Hak-Hukuk-Adalet ve Kanuni Sultan Süleyman

123

İnsanların, birbirlerinin haklarına saygılı olarak, bir arada barış ve düzen içinde özgürce yaşamaları gerekmektedir. Bunun için yasalara gereksinme vardır. Ayrıca, olası anlaşmazlıkların çözümü için de hukuk kurallarına ihtiyaç duyulur.

Babil kralı Hamurabi’den (İ.Ö. 1700) günümüze, asırlardan beri, toplum bireyleriyle devlet arasındaki, insanların kendi aralarındaki ve devletlerarası ilişkileri düzenleyebilmek için sürekli yasalar üretilir. Yasalar yenilenir. Çağın gerekleri göz önünde tutulur.

Hukuk, çağdaş ülkelerde toplumsal barışın, yaşamın, hak ve özgürlüklerin, huzurun ve demokrasinin temeli olarak kabul edilmektedir.

Bazı çevrelerce esas gücün, ekonomik gücü elinde tutanların olduğu ileri sürülür. Ancak  günümüz dünyasında izlemekte olduğumuz bazı girişimlerin kaba güç ve silah zorunun felaket ve belalarıyla bölgeleri yaşanmaz hale getirdiği görülmektedir. Yaş, göz yaşı ve sefalet o coğrafya ve etrafını perişan etmektedir.

Yurdumuzda ise 89 yıl önce (23.04.1920) T.B.M.M. açılışı ile eski hukuk düzeninden çağdaş hukuk düzenine geçilmiştir. Cumhuriyet döneminde bir asra yakın süredir daha iyi ve daha uygar yaşama ulaşabilmek için gerekli yasal düzenlemeler yapılmaktadır.

Yakın atalarımız Osmanlı İmparatorluğu döneminde, İslâm Hukuku koşullarına göre devleti yönetirlerdi. Tarihe iz bırakmış adaletli davranışlarıyla, atalarımız insanların renk, dil, din ve mensup oldukları millet farkına bakılmaksızın imparatorluğu yönetmişlerdi.
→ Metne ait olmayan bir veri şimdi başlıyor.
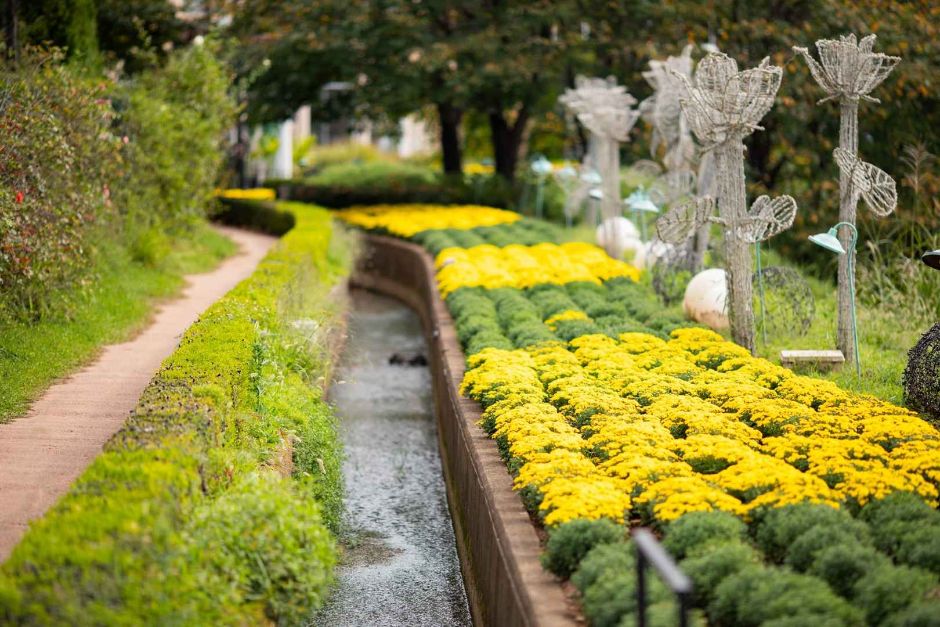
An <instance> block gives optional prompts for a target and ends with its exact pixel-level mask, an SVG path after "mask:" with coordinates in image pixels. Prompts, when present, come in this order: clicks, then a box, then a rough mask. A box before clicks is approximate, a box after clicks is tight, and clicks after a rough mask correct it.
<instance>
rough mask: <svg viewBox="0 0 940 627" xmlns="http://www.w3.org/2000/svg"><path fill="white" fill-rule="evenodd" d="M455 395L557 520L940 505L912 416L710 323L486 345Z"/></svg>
mask: <svg viewBox="0 0 940 627" xmlns="http://www.w3.org/2000/svg"><path fill="white" fill-rule="evenodd" d="M462 391H463V393H464V394H466V395H467V396H469V397H471V398H475V399H478V400H480V401H481V402H482V403H483V405H484V406H485V407H486V409H485V411H484V423H485V424H489V425H495V432H494V437H497V438H501V439H503V441H504V442H505V443H506V444H507V446H508V450H509V452H510V454H511V455H512V457H513V458H515V460H516V462H517V463H518V466H519V472H518V475H517V476H516V480H515V484H516V487H517V488H519V489H521V488H529V487H531V488H534V489H536V490H538V492H539V493H540V494H541V495H542V500H541V504H540V509H541V511H542V513H543V514H544V516H545V522H546V524H549V525H552V524H557V523H560V522H564V521H566V520H570V519H572V518H599V517H608V518H612V519H614V520H617V521H621V520H623V519H624V517H625V516H627V515H629V514H630V512H631V511H634V512H636V513H643V512H644V511H645V512H647V513H648V514H650V515H652V516H653V517H655V518H656V519H659V520H661V521H668V520H673V519H675V518H677V517H679V516H681V515H682V514H684V513H687V512H691V511H699V510H713V509H718V510H723V511H728V512H732V513H735V514H737V515H741V516H744V517H747V516H749V515H750V514H751V512H753V511H754V510H756V509H758V508H763V507H778V506H783V505H786V504H790V503H796V502H801V501H804V500H809V501H814V502H821V503H829V504H832V505H834V506H839V505H840V504H842V503H848V502H853V503H857V504H864V503H866V502H867V501H869V500H871V499H873V498H878V497H882V496H885V495H887V494H888V493H890V492H893V491H897V490H903V491H911V492H916V493H918V494H920V495H922V496H923V497H924V498H925V499H926V500H927V501H928V502H930V503H931V504H933V505H936V504H937V501H938V495H940V493H938V488H940V433H938V432H937V430H936V429H934V428H933V427H932V426H930V425H929V424H928V423H926V422H924V421H923V420H921V419H920V418H918V417H917V415H916V414H914V413H912V412H909V411H907V410H905V409H902V408H900V407H896V406H894V405H891V404H890V403H886V402H883V401H880V400H877V399H875V398H872V397H868V396H861V395H856V394H851V393H849V392H846V391H844V390H842V389H840V388H839V387H838V386H836V385H835V384H833V383H832V382H829V381H826V380H821V379H814V378H810V377H805V376H798V375H795V374H793V373H792V372H791V371H789V370H787V369H785V368H781V367H780V366H776V365H774V364H772V363H770V362H768V361H766V360H763V359H757V358H753V357H751V356H750V354H748V353H747V351H746V350H744V349H742V348H741V347H739V346H737V345H736V344H733V343H731V342H728V341H726V340H724V339H723V338H722V337H721V336H720V335H718V334H717V333H714V332H712V331H708V330H704V329H696V328H689V329H678V330H676V331H674V332H673V333H672V336H671V339H670V340H669V341H668V342H667V341H664V340H662V339H660V338H657V337H654V336H652V335H647V334H644V333H625V334H623V335H622V336H621V337H620V338H619V340H615V339H612V338H610V337H607V336H604V335H586V336H581V337H578V338H575V339H574V340H572V341H571V342H570V343H568V344H563V343H560V342H559V343H554V344H548V345H541V346H538V347H531V348H528V349H519V350H509V351H507V350H499V349H485V350H483V351H481V352H480V353H477V354H476V355H473V356H472V357H470V358H469V360H468V370H467V373H466V375H465V378H464V382H463V387H462Z"/></svg>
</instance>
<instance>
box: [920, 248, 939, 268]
mask: <svg viewBox="0 0 940 627" xmlns="http://www.w3.org/2000/svg"><path fill="white" fill-rule="evenodd" d="M921 260H922V261H923V262H924V263H926V264H927V265H928V266H930V267H931V268H933V269H934V270H940V249H937V250H932V251H930V252H929V253H924V256H923V257H921Z"/></svg>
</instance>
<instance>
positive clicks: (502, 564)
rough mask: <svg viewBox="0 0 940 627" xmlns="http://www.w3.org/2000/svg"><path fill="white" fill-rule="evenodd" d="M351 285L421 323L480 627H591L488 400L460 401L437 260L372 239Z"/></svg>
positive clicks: (443, 445)
mask: <svg viewBox="0 0 940 627" xmlns="http://www.w3.org/2000/svg"><path fill="white" fill-rule="evenodd" d="M350 284H351V285H353V286H357V287H362V288H366V289H371V290H375V291H378V292H381V293H383V294H386V295H389V296H393V297H395V298H397V299H399V300H401V301H403V302H404V303H405V304H407V305H408V306H409V307H411V308H412V309H414V310H415V311H416V312H417V313H418V314H419V316H420V317H421V322H422V326H423V328H424V332H425V335H426V337H427V341H428V346H429V348H430V368H431V376H432V382H433V387H434V400H435V409H436V412H435V413H436V416H437V423H438V444H439V447H440V451H441V458H442V461H443V464H442V465H443V469H444V478H445V482H446V485H447V496H448V507H449V508H450V512H451V517H452V519H453V523H454V532H455V534H456V537H457V549H458V552H459V554H460V563H461V571H462V573H463V578H464V583H465V585H466V588H467V597H468V599H469V601H470V610H471V614H472V616H473V621H474V624H477V625H527V626H528V625H533V626H534V625H540V626H547V627H555V626H570V625H575V624H579V623H583V620H580V613H579V611H578V609H577V608H576V604H575V603H574V602H573V601H572V600H571V599H570V598H568V597H567V595H566V594H565V592H564V589H563V588H562V585H561V583H560V581H559V580H557V579H556V578H555V577H554V576H552V575H551V574H550V573H548V572H547V571H545V570H544V569H543V568H542V565H541V563H540V561H539V555H540V554H541V552H542V547H541V543H540V541H539V537H538V535H537V533H536V530H535V527H534V526H533V525H532V521H531V519H530V518H529V514H528V513H527V512H526V510H525V508H524V507H523V505H522V500H521V499H520V498H519V495H518V494H517V493H516V492H514V491H513V489H512V477H511V476H510V475H509V473H508V472H507V470H506V465H505V463H504V462H503V460H502V458H501V457H500V455H499V451H498V450H497V448H496V443H495V442H494V441H493V440H491V439H490V438H489V437H488V436H487V435H486V433H485V432H484V431H483V430H482V429H481V428H480V427H479V426H478V422H479V421H480V418H481V411H480V405H479V403H477V402H476V401H472V400H469V399H466V398H463V397H462V396H461V395H460V391H459V390H460V383H461V381H462V380H463V374H464V359H465V358H464V354H463V351H462V350H461V348H460V343H459V342H458V340H457V331H456V328H455V326H454V321H453V319H452V318H451V316H450V313H449V312H448V311H447V307H446V305H445V304H444V301H443V300H442V299H441V297H440V293H439V292H438V289H437V282H436V281H435V272H434V263H433V260H432V259H431V256H430V255H429V254H428V253H427V252H426V251H425V250H424V249H423V248H421V247H420V246H417V245H415V244H411V243H408V242H404V241H401V240H397V239H394V238H390V237H385V236H380V235H365V236H364V237H363V245H362V250H361V252H360V255H359V258H358V259H357V261H356V265H355V267H354V269H353V272H352V274H351V276H350Z"/></svg>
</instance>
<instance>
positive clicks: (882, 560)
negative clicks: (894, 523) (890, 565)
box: [808, 542, 890, 598]
mask: <svg viewBox="0 0 940 627" xmlns="http://www.w3.org/2000/svg"><path fill="white" fill-rule="evenodd" d="M888 563H890V560H889V559H888V557H887V556H885V555H884V554H882V553H879V552H878V551H877V550H876V549H874V548H873V547H869V546H862V545H860V544H858V543H857V542H842V543H837V544H834V545H831V546H826V547H822V548H821V549H819V550H818V551H817V552H816V553H815V555H814V557H813V560H812V563H811V564H810V565H809V569H808V572H809V574H811V575H815V576H817V577H819V578H820V579H822V580H823V581H825V582H826V583H828V584H829V587H831V588H832V589H833V590H834V591H835V592H836V593H837V594H839V595H840V596H843V597H845V598H852V595H853V590H854V589H855V584H856V582H857V581H858V580H859V579H861V577H862V576H863V575H865V573H867V572H869V571H871V570H874V569H876V568H879V567H881V566H883V565H885V564H888Z"/></svg>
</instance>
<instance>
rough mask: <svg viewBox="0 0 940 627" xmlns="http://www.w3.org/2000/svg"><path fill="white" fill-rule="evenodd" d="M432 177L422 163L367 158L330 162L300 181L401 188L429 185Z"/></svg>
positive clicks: (431, 173)
mask: <svg viewBox="0 0 940 627" xmlns="http://www.w3.org/2000/svg"><path fill="white" fill-rule="evenodd" d="M436 178H437V177H436V175H435V173H434V172H433V171H431V170H429V169H428V168H425V167H423V166H419V165H412V164H410V163H405V162H396V161H370V162H366V163H357V162H344V163H332V164H330V165H327V166H325V167H323V168H321V169H319V170H318V171H317V173H316V174H314V175H312V176H309V177H307V178H306V179H304V182H305V183H308V184H310V185H317V186H323V187H329V186H338V187H344V186H345V187H353V186H361V187H365V188H369V187H389V188H402V187H408V186H412V185H414V186H420V185H427V184H431V183H434V181H435V180H436Z"/></svg>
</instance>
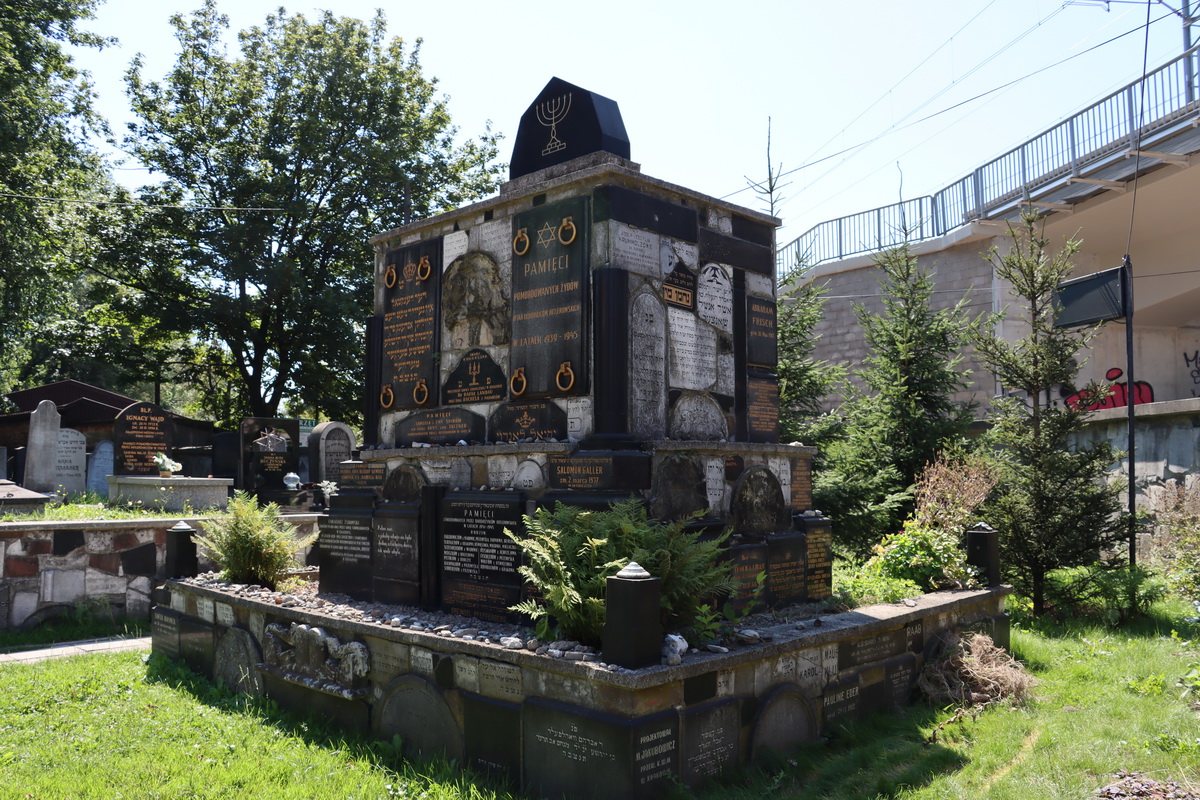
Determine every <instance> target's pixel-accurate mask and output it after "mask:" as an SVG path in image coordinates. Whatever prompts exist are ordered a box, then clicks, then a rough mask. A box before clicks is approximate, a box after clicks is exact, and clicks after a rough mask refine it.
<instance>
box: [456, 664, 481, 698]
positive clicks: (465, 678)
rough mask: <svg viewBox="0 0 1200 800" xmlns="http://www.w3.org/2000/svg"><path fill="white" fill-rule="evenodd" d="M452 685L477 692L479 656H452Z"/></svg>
mask: <svg viewBox="0 0 1200 800" xmlns="http://www.w3.org/2000/svg"><path fill="white" fill-rule="evenodd" d="M454 685H455V686H457V687H458V688H462V690H466V691H468V692H476V693H478V692H479V658H475V657H474V656H455V657H454Z"/></svg>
Osman Gazi devleti kurarken Allahü Teâlâ’nın rızasını kazanmak, milletinin dünya ve ahiret saadeti, huzuru ve refahı için çalışmak en yüce gayemizdir demişti. Diğer padişahlar da bu görüşe uymuşlar ve yönetimlerinde çok hassas davranmışlardır.

Padişahlar, idarecilerin, kadıların ve valilerin adaletten ayrılmamalarına çok dikkat ederlerdi. Padişahlar adalet nameleri, sadrazamlar ise adalet emirleriyle ve yetkililerle denetimlerini sürdürürlerdi.

Bu konudaki başarıları nedeni ve adaletiyle tarihe muhteşem Kanuni Sultan Süleyman sanıyla geçen padişah 7 Eylül 1566 yılında Zigetvar’da vefat etmişti. Cihan padişahının cenazesi Süleymaniye Camii’nin avlusundaki türbesinde toprağa verildi. Cenaze törenine yüzbinlerce insan katıldı. Padişahın cenazesi toprağa verilince (vasiyeti gereği) yanına bir kutu konur. Ancak töreni yöneten din alimleri caiz olmaz diye kutuyu mezardan çıkartırlar. Bu arada kutu yere düşer kapağı açılır ve içinden bazı resmi evraklar düşer.

Hazır bulunanlar evrakların Şeyhül İslam ibn-i Kemal ile Şeyhül İslam Ebussuud efendilerin önemli kararlar için Muhteşem Süleyman’a  verdikleri fetvalar olduğu anlaşılır.

Ebussuud Efendi hünkar elbet Allah’ın huzurunda aklanacaktır. Ya bizler, inşAllah doğru yolda idik der.